Les raisins rougissants pendront aux rudes branches des ronces et le chêne rugueux distillera [ou pourra distiller] une rosée de miel ; mais il n'en a pas encore été ainsi. Il nous faut chercher une autre interprétation. Laquelle ? La Sibylle Prophétesse a parlé, comme ont parlé des milliers d'autres Prophètes et Voyants, bien que les rares prophéties qui aient survécu soient rejetées par les Chrétiens et les Infidèles et seuls les Initiés admettent et acceptent leurs interprétations. La Sibylle faisait allusion aux cycles en général et, particulièrement au grand cycle. Rappelons-nous comment ce qui précède est corroboré par les Pourânas et, entre autres, par le Vishnou Pourâna :

 Lorsque les pratiques enseignées par les Védas et les principes de la loi seront sur le point de prendre fin et que le terme du Kali Youga ["l'Age de Fer" de Virgile] sera proche, un aspect de l'Etre divin qui existe en vertu de sa propre nature spirituelle dans la personne de Brahmâ et qui est même le commencement et la fin [l'Alpha et l'Oméga]... descendra sur la terre : il naîtra dans la famille de Vishnouyashas, un éminent Brahmane de Shamballah... doué des huit pouvoirs superhumains. Par sa puissance irrésistible, il détruira... tous ceux dont le mental est voué à l'iniquité. Il rétablira alors la justice sur la terre et le mental de ceux qui vivront à la fin de l'Age Kali s'éveillera et sera aussi  [VI 39] transparent que le cristal 61. Les hommes, ainsi transformés par la vertu de cette époque particulière, constitueront en quelque sorte les semences d'êtres humains [les Shistha, les survivants du futur cataclysme] et donneront naissance à une race qui se conformera aux lois du Krita [ou Satya] Youga [l'âge de la pureté, ou "Age d'Or"]. Il est dit, en effet : "Lorsque le soleil, la lune et les Tishya [les astérismes], ainsi que la planète Jupiter,  se trouveront dans une même maison, l'Age Krita [d'Or] reparaîtra 62.

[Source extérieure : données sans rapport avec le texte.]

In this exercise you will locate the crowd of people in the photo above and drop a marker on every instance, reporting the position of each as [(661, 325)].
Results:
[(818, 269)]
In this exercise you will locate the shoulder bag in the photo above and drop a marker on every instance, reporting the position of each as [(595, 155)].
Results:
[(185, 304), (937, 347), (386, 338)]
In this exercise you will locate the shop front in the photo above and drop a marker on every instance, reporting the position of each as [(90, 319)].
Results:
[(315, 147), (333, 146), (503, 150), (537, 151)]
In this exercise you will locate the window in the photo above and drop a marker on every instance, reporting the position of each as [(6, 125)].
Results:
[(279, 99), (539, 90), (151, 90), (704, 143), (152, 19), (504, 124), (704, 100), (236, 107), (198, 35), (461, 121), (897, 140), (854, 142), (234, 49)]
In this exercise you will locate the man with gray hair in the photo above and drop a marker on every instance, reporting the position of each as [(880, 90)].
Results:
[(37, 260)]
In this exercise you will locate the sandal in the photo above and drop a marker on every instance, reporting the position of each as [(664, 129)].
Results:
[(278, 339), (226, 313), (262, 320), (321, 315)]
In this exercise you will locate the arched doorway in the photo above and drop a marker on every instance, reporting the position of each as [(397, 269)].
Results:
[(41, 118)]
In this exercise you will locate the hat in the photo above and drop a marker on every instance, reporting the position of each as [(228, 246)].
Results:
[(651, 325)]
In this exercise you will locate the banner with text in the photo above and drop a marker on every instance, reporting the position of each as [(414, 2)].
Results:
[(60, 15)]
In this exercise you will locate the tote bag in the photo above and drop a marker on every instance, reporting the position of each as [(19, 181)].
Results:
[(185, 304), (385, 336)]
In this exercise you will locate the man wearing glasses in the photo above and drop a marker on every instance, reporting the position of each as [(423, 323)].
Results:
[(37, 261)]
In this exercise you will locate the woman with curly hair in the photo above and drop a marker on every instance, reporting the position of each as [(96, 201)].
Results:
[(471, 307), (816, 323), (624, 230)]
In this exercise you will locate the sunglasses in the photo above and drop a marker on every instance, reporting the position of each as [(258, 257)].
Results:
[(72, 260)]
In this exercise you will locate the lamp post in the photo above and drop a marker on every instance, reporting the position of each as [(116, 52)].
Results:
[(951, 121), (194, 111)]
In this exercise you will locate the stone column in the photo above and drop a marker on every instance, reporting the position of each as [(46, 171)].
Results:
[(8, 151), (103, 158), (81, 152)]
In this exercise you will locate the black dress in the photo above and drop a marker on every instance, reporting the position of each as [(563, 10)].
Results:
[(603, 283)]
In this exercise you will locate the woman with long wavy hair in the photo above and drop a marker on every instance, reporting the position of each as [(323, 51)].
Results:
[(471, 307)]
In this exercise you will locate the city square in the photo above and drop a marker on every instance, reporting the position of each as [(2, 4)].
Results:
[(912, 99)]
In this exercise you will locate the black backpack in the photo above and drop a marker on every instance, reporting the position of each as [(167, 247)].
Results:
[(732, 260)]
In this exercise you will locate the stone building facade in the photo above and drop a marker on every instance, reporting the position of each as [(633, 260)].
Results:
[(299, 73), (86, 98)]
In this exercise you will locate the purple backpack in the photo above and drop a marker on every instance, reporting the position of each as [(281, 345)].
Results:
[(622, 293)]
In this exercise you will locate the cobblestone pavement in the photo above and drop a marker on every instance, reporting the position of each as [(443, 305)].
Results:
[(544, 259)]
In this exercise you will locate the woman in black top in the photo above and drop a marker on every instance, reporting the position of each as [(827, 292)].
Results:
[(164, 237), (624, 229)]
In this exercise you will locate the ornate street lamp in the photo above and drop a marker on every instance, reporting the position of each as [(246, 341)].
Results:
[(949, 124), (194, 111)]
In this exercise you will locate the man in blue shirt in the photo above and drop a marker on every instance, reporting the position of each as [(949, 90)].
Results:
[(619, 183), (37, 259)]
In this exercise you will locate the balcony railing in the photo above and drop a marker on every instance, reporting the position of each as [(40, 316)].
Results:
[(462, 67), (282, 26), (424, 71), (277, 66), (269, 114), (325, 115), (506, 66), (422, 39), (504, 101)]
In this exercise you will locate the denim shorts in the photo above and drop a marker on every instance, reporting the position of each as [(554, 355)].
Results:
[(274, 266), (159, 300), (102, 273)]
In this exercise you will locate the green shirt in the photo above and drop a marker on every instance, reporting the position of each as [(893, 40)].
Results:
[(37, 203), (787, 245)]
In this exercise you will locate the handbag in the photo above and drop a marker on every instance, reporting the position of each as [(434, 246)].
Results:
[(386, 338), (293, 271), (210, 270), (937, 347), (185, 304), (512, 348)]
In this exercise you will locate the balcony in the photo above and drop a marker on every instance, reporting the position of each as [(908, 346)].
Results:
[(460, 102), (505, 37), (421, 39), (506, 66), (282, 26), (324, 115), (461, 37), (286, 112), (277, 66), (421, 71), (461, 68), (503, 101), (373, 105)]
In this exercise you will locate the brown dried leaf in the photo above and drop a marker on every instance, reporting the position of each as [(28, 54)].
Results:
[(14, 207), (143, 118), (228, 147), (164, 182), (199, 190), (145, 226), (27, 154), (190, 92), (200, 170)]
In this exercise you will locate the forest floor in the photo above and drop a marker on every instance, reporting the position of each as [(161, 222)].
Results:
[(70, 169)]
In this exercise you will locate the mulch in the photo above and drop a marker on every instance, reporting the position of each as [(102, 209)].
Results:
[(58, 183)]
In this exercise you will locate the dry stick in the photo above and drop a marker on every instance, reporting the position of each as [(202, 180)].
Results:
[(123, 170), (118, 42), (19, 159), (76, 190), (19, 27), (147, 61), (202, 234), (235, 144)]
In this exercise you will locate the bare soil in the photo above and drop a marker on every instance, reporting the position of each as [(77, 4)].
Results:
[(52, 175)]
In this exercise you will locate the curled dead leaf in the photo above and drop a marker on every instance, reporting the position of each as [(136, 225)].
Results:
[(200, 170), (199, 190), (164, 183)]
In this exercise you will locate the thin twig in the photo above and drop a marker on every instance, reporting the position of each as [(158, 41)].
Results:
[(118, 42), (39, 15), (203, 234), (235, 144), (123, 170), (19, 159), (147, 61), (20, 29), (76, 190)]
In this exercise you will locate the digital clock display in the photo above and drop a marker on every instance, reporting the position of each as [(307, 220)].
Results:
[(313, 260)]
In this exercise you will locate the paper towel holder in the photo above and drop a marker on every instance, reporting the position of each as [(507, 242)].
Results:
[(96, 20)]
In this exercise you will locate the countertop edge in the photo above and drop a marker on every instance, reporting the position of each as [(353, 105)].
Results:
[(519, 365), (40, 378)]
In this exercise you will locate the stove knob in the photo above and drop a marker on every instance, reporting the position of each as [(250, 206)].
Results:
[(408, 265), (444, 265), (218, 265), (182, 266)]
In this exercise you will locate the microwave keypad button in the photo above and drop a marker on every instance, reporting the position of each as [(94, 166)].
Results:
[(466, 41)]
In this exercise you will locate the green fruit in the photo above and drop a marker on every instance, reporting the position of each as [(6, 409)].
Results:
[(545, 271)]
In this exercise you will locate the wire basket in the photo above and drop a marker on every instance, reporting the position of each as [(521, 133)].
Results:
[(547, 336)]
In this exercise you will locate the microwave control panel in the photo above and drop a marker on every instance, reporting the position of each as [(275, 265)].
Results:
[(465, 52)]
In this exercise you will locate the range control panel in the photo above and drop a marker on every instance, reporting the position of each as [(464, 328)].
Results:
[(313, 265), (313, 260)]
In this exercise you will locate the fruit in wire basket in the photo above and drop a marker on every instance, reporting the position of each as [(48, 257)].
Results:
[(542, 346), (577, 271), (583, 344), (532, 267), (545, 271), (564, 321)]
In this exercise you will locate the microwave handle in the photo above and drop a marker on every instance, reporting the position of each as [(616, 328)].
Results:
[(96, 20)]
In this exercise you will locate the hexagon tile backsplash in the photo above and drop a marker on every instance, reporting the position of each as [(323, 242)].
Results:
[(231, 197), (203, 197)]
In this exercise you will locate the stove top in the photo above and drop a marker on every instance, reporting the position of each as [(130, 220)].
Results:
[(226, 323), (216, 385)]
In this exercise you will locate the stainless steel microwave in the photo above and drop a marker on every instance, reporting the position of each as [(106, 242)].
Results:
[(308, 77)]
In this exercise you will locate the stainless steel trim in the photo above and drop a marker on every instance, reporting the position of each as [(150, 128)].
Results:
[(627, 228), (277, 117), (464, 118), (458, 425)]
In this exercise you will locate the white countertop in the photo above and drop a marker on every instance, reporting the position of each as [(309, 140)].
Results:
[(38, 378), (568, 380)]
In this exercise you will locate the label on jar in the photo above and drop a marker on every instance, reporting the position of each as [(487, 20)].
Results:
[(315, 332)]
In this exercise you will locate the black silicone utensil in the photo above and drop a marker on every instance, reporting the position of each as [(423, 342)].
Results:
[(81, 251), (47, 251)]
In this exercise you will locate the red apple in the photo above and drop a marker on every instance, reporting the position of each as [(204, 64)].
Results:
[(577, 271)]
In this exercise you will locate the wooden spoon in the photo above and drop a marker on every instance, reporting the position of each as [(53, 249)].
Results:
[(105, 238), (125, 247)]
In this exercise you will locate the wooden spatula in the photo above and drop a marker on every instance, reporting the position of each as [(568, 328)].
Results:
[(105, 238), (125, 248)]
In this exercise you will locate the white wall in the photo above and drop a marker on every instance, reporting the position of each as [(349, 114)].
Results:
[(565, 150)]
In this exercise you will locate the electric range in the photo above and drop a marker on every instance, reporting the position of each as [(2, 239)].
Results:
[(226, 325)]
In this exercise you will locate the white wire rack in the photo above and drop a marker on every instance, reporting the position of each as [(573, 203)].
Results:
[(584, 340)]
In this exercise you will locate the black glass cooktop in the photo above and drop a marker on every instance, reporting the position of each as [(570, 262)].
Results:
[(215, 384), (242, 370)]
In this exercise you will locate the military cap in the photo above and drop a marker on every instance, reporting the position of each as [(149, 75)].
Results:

Les cycles astronomiques des Hindous – ceux que l'on enseigne publiquement – ont été suffisamment bien compris, mais leur signification ésotérique, dans son application à des sujets transcendants qui s'y rattachent, est toujours restée lettre-morte. Le nombre des cycles était énorme ; il allait du cycle Mahâ Youga de 4.320.000 ans, jusqu'aux petits cycles septénaire et quinquennal, dont le dernier était composé de cinq années dénommées respectivement Samvatsara, Parivatsara, Idvatsara, Anouvatsara et Vatsara, à chacune desquelles étaient attachés des attributs secrets ou des qualités secrètes. Vriddhagarga les mentionne dans un traité qui est aujourd'hui la propriété d'un Matham (un temple)  Trans- Himalayen ; et décrit le rapport qui existe entre ce cycle quinquennal et le cycle de Brihaspati, basé sur la conjonction du Soleil et de la Lune tous les six ans : c'est un cycle qui est – pour les événements nationaux en général et particulièrement pour ceux de la nation Hindoue Aryenne – aussi mystérieux qu'important.

61 A la fin de notre Race, dit-on, les gens, par la souffrance et les épreuves, deviendront plus spirituels. La Clairvoyance deviendra une faculté générale. Nous approcherons de l'état spirituel de la Troisième et de la Seconde Race.

62 Vishnou Pourâna, IV, XXIV, 220. Traduction de Wilson.